Résumé du volume inédit :
      Dans le contexte de crise écologique globale qui caractérise l’Anthropocène, il apparaît nécessaire de réinventer nos relations au vivant et aux milieux afin de mieux habiter la Terre. La ville étant le milieu emblématique de l’Anthropocène – qui pour certains est aussi un urbanocène – l’urbanisme, en tant qu’activité visant à transformer l’espace urbain pour faire advenir une situation jugée préférable, est directement concerné par cet enjeu. Ce mémoire inédit mobilise la notion d’écologisation comme une hypothèse heuristique permettant de saisir un certain nombre de mutations actuellement à l’œuvre dans le champ professionnel de l’urbanisme sous l’effet de la montée en puissance des considérations écologiques.
      Le mémoire est structuré en deux parties. La première, composée de trois chapitres, interroge le processus d’écologisation de l’urbanisme depuis le cadre normatif qui le régit jusqu’à l’appropriation par les praticiens des nouvelles valeurs et pratiques écologiques. Le chapitre 1 se présente comme une synthèse de l’écologisation du droit de l’urbanisme ainsi que des démarches et outils dont peuvent se saisir volontairement les acteurs qui souhaitent s’engager sur la voie de projets plus écologiques. Les analyses qui sont développées dans les chapitres 2 et 3 s’appuient sur un matériau discursif inédit issu d’enquêtes par questionnaires et entretiens auprès de différents métiers de la fabrique de la ville. Le chapitre deux est centré sur les paysagistes concepteurs, aujourd’hui reconnus comme des acteurs à part entière de l’urbanisme et dont l’expertise et la pratique professionnelle les mettent en situation privilégiée d’œuvrer à l’écologisation de l’urbanisme, de par leur sensibilité aux milieux et au vivant. Le chapitre trois porte quant à lui sur les urbanistes. Il interroge les tensions entre une culture professionnelle historiquement très anthropocentrée et les injonctions récentes à intégrer les enjeux écologiques à leurs pratiques.

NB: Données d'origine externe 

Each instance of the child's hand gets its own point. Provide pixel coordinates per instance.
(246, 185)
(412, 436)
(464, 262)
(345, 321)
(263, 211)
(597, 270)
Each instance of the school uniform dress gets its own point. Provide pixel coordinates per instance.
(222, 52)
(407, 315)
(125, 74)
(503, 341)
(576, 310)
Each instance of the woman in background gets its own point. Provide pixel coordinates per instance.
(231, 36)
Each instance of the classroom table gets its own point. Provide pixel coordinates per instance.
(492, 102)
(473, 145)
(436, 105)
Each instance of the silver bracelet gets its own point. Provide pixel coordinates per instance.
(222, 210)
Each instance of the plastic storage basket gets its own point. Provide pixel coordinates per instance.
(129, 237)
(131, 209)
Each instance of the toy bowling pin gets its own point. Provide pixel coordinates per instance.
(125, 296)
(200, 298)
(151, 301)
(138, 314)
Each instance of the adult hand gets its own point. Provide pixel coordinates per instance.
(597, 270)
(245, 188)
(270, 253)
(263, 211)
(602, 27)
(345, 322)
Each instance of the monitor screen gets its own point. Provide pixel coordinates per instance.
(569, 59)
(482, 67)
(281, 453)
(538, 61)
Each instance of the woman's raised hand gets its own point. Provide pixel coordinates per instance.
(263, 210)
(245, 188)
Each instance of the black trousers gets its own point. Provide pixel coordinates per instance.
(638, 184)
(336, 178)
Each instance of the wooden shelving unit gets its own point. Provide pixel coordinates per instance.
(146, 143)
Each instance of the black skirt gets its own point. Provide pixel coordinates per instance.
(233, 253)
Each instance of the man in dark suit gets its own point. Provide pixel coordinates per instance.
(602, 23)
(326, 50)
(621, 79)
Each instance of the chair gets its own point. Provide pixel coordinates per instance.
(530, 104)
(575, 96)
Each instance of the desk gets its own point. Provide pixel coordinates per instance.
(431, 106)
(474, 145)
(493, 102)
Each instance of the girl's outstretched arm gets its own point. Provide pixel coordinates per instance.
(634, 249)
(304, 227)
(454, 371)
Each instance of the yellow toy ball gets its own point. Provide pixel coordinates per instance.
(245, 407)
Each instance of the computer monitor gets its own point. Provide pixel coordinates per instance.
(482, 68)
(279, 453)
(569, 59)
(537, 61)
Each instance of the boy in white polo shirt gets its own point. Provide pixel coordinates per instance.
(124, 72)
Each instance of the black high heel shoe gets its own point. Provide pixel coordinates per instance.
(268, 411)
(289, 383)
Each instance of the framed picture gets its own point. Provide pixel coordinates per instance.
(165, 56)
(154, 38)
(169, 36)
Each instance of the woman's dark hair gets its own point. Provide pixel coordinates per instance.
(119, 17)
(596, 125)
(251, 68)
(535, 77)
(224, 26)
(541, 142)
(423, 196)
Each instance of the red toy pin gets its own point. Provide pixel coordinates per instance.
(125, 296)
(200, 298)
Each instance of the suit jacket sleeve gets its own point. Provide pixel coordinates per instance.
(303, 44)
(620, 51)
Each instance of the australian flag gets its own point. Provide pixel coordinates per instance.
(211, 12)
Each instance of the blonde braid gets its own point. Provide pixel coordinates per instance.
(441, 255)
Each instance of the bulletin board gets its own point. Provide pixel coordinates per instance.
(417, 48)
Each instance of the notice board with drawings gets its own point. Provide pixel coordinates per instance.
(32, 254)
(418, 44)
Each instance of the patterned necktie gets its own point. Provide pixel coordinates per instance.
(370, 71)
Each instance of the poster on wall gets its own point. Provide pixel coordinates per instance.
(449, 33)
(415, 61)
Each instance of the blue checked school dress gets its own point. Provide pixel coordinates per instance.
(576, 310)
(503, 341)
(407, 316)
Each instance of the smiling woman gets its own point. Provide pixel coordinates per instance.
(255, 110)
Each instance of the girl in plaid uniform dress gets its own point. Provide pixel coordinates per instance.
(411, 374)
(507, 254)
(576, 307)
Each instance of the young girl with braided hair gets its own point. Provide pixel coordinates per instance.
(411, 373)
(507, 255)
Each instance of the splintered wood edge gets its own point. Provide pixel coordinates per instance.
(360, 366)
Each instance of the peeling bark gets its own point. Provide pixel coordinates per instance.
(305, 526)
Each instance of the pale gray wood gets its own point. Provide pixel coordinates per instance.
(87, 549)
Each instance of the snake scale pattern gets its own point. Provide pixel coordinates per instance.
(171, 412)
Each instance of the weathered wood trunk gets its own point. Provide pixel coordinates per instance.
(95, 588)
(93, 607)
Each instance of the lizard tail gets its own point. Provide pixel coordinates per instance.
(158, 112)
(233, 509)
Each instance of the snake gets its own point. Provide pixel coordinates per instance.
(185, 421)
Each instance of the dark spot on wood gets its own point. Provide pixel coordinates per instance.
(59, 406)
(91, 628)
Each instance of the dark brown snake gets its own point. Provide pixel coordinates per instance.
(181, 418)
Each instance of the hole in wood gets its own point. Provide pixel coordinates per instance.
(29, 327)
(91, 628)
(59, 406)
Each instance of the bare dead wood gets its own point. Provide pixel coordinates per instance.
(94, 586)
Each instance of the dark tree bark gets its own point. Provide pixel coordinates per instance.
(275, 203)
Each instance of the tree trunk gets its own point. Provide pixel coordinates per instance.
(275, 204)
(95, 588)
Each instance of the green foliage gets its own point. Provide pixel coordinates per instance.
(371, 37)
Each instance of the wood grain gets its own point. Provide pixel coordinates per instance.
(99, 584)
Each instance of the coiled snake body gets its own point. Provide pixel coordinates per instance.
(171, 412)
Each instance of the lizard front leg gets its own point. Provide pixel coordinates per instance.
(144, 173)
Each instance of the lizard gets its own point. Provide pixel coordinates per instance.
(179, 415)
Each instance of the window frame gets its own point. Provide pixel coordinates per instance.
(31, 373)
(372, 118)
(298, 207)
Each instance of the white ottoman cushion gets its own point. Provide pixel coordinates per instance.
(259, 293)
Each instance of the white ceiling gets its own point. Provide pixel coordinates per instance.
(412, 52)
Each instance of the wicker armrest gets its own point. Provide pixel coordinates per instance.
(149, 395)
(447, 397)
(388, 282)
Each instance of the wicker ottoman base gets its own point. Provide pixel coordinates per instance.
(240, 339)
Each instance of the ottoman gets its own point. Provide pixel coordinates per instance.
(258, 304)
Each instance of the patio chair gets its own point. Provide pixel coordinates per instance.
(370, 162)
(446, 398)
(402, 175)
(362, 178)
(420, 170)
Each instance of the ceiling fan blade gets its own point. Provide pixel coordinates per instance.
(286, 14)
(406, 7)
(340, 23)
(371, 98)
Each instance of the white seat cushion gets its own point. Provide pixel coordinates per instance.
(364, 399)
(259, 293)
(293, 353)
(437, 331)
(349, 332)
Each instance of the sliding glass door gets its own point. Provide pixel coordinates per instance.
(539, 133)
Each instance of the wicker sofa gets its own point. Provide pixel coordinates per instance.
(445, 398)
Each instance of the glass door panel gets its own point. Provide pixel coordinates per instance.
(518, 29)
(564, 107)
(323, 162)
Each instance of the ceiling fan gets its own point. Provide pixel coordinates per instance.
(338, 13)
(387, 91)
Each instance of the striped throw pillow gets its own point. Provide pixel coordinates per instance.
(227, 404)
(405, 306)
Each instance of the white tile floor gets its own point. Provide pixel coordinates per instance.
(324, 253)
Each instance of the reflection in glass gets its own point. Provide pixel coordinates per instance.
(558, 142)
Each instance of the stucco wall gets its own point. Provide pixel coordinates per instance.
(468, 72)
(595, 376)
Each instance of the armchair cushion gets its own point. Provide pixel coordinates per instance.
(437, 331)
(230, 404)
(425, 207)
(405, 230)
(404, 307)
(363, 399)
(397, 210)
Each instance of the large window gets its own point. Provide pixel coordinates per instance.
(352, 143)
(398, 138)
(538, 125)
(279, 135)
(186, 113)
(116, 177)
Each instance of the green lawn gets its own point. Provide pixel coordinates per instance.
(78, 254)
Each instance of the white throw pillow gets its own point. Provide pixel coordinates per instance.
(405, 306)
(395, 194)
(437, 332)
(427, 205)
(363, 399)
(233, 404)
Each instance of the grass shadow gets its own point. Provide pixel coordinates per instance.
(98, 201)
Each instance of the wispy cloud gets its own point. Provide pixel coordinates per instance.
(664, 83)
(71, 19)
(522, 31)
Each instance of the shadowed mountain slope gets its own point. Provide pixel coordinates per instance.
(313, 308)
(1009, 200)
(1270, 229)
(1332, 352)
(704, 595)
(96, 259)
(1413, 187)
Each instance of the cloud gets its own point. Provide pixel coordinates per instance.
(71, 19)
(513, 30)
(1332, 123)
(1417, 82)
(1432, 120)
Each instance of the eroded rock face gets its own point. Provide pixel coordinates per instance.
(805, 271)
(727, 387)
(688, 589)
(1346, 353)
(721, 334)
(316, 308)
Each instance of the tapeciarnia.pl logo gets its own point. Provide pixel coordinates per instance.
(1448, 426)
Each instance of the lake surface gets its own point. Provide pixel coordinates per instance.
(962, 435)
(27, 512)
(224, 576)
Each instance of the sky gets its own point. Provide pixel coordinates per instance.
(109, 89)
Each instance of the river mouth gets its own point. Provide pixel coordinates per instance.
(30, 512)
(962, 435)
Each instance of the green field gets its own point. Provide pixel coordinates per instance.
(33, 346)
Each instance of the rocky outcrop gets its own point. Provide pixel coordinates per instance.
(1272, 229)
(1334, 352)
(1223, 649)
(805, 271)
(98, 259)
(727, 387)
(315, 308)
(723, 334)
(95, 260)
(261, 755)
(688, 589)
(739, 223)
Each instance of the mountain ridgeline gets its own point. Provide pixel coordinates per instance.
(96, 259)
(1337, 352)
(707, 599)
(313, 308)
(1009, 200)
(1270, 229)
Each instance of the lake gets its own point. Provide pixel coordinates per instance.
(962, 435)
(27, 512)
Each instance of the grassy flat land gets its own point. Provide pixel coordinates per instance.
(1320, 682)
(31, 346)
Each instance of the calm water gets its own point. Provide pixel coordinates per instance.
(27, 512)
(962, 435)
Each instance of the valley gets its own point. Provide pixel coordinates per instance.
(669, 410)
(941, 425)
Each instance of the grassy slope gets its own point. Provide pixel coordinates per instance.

       La seconde partie s’inscrit dans une double perspective théorique, la théorie du projet et le paradigme de la transaction. Le projet d’aménagement urbain y est conçu comme un espace de transactions socio-professionnelles entre acteurs potentiellement propice à la prise en charge d’enjeux écologiques par l’urbanisme opérationnel. Dans les deux chapitres qui composent cette seconde partie, l’écologisation est saisie et interrogée à travers les interactions entre acteurs professionnels – porteurs d’expertises spécifiques – au sein du projet d’aménagement urbain. Le chapitre 4 est centré sur les écologues. Il s’agit de comprendre les rôles que peuvent jouer ces experts du vivant dans les projets d’aménagement urbain et dans le processus de conception, et l’influence qu’ils peuvent y exercer. Le chapitre 5 envisage le projet d’aménagement urbain comme lieu d’invention de transactions nouvelles entre la ville et le risque d’inondation, entre la ville et l’eau. En mobilisant les notions d’adaptation et de résilience, il s’interroge sur la contribution des nouvelles modalités d’aménagement des zones inondables à l’écologisation de l’urbanisme.
      Ce mémoire inédit met ainsi en évidence les avancées et les obstacles sur la voie de l’écologisation de l’urbanisme, tout comme les recompositions et hybridations des systèmes d’acteurs de la conception urbaine que cela induit.